2. Der Bund ist bereit, die Mindereinnahmen der Länder anteilig zu übernehmen. Die Kompensation erfolgt über eine Laufzeit von 2026 – 2029 in Höhe von zusätzlich 8 Mrd. Euro über Programme mit Mitteln aus dem SVIK:
− Bildungs- und Betreuungsinfrastruktur / Hochschul- und Wissenschaftsinfrastruktur / Kita-Investitionsprogramm: Der Bund legt ein neues Programm zur Förderung von Investitionen in die Bildungs-und Betreuungsinfrastruktur und Kitas auf. Die Länder erhalten befristet für 4 Jahre 1 Mrd. Euro (Gesamtvolumen 4 Mrd. Euro) im Wege einer Finanzhilfe nach Art. 104c GG (mit 5-Prozent Ko-Finanzierungsanteil der Länder) oder als Bundesförderung nach Art. 91b GG. Die Verteilung auf die Länder erfolgt nach dem Königsteiner Schlüssel analog zum MPK-Beschluss vom 18.06.2025.
− Transformationsfonds Krankenhäuser: Mit dem Fonds werden Krankenhäuser in den kommenden Jahren systematisch modernisiert.

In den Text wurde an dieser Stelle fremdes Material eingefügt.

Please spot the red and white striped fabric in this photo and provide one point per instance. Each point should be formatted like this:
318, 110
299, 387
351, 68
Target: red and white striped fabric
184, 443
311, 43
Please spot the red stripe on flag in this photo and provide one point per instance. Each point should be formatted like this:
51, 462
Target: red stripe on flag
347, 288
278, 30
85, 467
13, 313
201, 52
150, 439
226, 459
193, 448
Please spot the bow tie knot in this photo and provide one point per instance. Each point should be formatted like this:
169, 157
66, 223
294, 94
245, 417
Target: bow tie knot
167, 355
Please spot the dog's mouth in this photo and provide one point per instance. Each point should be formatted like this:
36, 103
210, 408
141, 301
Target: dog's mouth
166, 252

Der Fonds erstreckt sich über eine Laufzeit von zehn Jahren mit einem Gesamtvolumen von 50 Mrd. Euro. Bisher war eine hälftige Finanzierung zwischen Bund und Ländern vorgesehen. Danach hätten Bund und Länder 2,5 Mrd. Euro / Jahr finanziert. Zur Entlastung der Länder wird der Bund seine Finanzierung für die ersten vier Jahre auf 3,5 Mrd. Euro pro Jahr anheben. Die Länder übernehmen 1,5 Mrd. Euro / Jahr. Diese Mittel stehen den Ländern, soweit sie nicht in den ersten vier Jahren verausgabt worden sind, auch in den Folgejahren weiter zur Verfügung. Darüber hinaus soll von der GMK geprüft werden, in wie weit die Länder beim Einsatz der Mittel eine größere Flexibilität erhalten können.

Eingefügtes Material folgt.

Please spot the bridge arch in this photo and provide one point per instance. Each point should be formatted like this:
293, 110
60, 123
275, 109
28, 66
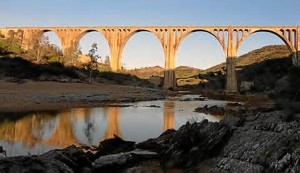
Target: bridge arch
39, 34
205, 31
274, 32
89, 36
141, 32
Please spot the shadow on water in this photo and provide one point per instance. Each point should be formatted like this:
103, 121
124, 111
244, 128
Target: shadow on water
38, 132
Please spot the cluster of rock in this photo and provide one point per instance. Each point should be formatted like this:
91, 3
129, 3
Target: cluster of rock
266, 142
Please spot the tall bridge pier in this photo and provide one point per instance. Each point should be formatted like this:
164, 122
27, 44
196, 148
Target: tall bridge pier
170, 37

3. Der Bund stellt den Ländern und Kommunen einen festen Anteil von 100Milliarden Euro am Sondervermögen des Bundes zur Verfügung, um dringende Investitionsvorhaben eigenständig voranzutreiben. Der Bund übernimmt ebenfalls die fälligen Zinsen und die Tilgung. Ziel von Bund und Ländern ist es, dass die Investitionen schnell, sichtbar und für die Bürgerinnen und Bürger sowie die Wirtschaft spürbar auf den Weg gebracht werden. Bund und Länder sind sich darin einig, dass es für die konkrete Umsetzung des Sondervermögens einfache und bürokratiearme Verfahren benötigt. Es sollen keine Genehmigungen von Einzelprojekten erfolgen, sondern pauschale Zuweisungen.
− Bund und Länder sind sich darüber hinaus einig, dass die Zusätzlichkeit entfällt, die Verwendungsbreite bei der Umsetzung (auch auf Bereiche wie etwa Sport, Kultur, Innere Sicherheit, Wasserwirtschaft und Wohnungsbau erstreckt) erweitert und eine Doppelförderung ermöglicht wird.

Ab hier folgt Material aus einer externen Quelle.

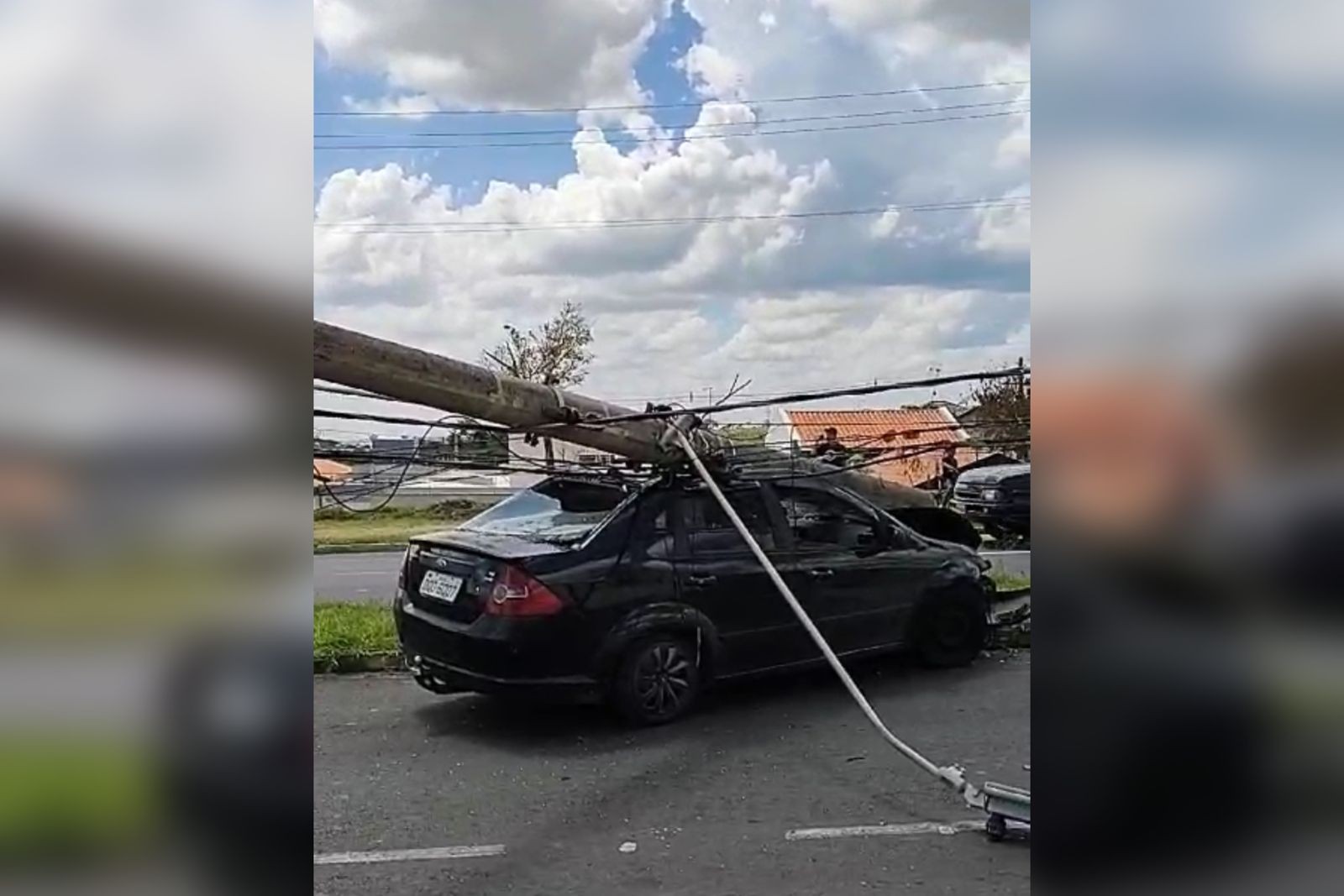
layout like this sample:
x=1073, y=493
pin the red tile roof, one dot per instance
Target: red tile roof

− Bund und Länder sind sich einig, dass die Verteilung des Sondervermögens auf die Länder jeweils hälftig nach dem festgestellten Königsteiner Schlüssel 2019 und dem fortgeschriebenen Schlüssel 2024 erfolgt.
− Im Rahmen des LuKIFG ist ein Maßnahmenbeginn am 1. Januar 2025 vorgesehen.
4. Der Bund wird sich mit 250 Millionen Euro pro Jahr an Maßnahmen der Länder, die ihre Kommunen durch eine landesseitige Übernahme übermäßiger Kassenkredite entlasten, finanziell zur Hälfte beteiligen. Der Bund wird für den gleichen Zeitraum die Geberländer im bundesstaatlichen Finanzausgleich um 400 Millionen Euro pro Jahr entlasten. Diese Summe ist entsprechend des Anteils des jeweiligen Landes an den Gesamtnettozahlungen in den Finanzausgleich aufzuteilen und an dieses direkt zu leisten. Der Bund wird die ostdeutschen Bundesländer entlasten, indem er bei dem Gesetz zur Überführung von Ansprüchen und Anwartschaften aus Zusatz- und Sonderversorgungssystemen des Beitrittsgebietes (AAÜG) in der Kostenaufteilung zwischen Bund und Ländern weitere zehn Prozentpunkte übernimmt. Über die Umsetzung der Maßnahmen wird der nächste Koalitionsausschuss beraten.
Verfahrenshinweis: Die Länder werden in ihren Landeskabinetten eine entsprechende Kabinettbefassung herbeiführen. Die in der Bund-Länder-AG gefundene Lösung ist Grundlage für eine Protokollerklärung des Bundes für die Verabschiedung im Bundesrat am 11.07.2025.